Three domestic automakers meet with George W. Bush

Washington, D.C. – The CEOs of the three domestic automakers met with President George W. Bush yesterday. Tom LaSorda of Chrysler Group, Alan Mulally of Ford and Rick Wagoner of General Motors met with the president to discuss issues related to the auto industry, and to overall American manufacturing competitiveness.

According to a statement issued jointly by the three automakers, discussions included energy security, the affordability and quality of health care, the trade imbalance caused by an artificially weak yen, and the rising cost of vehicle production materials. The statement included the following points:

On energy: The automakers support the government’s call for continued development and use of renewable fuels to lessen America’s dependence on imported oil. The CEOs said they are willing to do their part to increase the use of renewable fuels, and stand ready to make half of their annual vehicle production E85 fuel-flexible or capable of running on biodiesel by 2012. Any vehicle production increase must be accompanied by continuing incentives that encourage the manufacture, distribution and availability of renewable fuels and the production of flexible-fuel vehicles.

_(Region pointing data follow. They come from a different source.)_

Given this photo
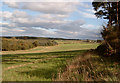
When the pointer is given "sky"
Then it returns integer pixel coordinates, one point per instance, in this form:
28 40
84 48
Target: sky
74 20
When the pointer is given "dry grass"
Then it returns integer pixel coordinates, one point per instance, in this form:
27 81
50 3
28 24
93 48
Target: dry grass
91 67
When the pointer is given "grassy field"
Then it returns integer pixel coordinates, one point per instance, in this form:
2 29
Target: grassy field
41 63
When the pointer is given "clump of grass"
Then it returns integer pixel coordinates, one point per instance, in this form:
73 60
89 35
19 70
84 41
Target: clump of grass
91 67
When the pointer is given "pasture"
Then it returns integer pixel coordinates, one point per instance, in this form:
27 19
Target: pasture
42 63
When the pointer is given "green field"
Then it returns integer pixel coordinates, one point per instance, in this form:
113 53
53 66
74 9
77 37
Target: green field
41 63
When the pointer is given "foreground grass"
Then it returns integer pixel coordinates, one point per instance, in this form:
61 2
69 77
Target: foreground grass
92 67
61 47
36 67
42 66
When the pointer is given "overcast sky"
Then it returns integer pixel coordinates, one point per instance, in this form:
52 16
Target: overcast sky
50 19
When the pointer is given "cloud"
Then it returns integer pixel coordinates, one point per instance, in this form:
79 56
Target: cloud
46 7
12 4
87 15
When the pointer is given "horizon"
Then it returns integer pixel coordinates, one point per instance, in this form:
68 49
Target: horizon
69 20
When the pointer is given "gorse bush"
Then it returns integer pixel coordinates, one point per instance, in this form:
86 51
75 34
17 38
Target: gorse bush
20 44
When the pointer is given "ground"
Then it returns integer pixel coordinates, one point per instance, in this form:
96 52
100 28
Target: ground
41 63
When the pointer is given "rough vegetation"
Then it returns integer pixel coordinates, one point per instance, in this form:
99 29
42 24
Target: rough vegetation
91 67
23 44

On manufacturing competitiveness: The automakers said that their three companies are the source, directly or indirectly, of over seven million U.S. jobs, and that they have invested over US$38 billion in the U.S. in the last four years. According to the statement, “However, the economic benefits and the well-paying jobs our industry and nearly all manufacturing provide are declining in part because the competitive playing field is not level. Some of our principal foreign competitors benefit immensely from national control and subsidization of health care costs in their home countries, and from fiscal and trade policies which keep local currencies weak and make import of U.S. products difficult.”

On currency: The automakers stated that, this year, Japanese vehicle imports into the U.S. will reach 2.3 million, further exploited by the artificial weakness of the yen. The automakers asked the President to take action to address the weak yen, as “we are very willing to make difficult decisions to transform our businesses to compete successfully, but we are not in a position to counter the effects of an excessively weak yen.”

On production costs: The automakers discussed the rising cost of production materials such as domestic steel, which is currently protected from competition. In the face of higher costs for steel and supply disruptions, the automakers asked that the administration recognize that continued protection of steel from competition is harming U.S. manufacturing and is no longer needed.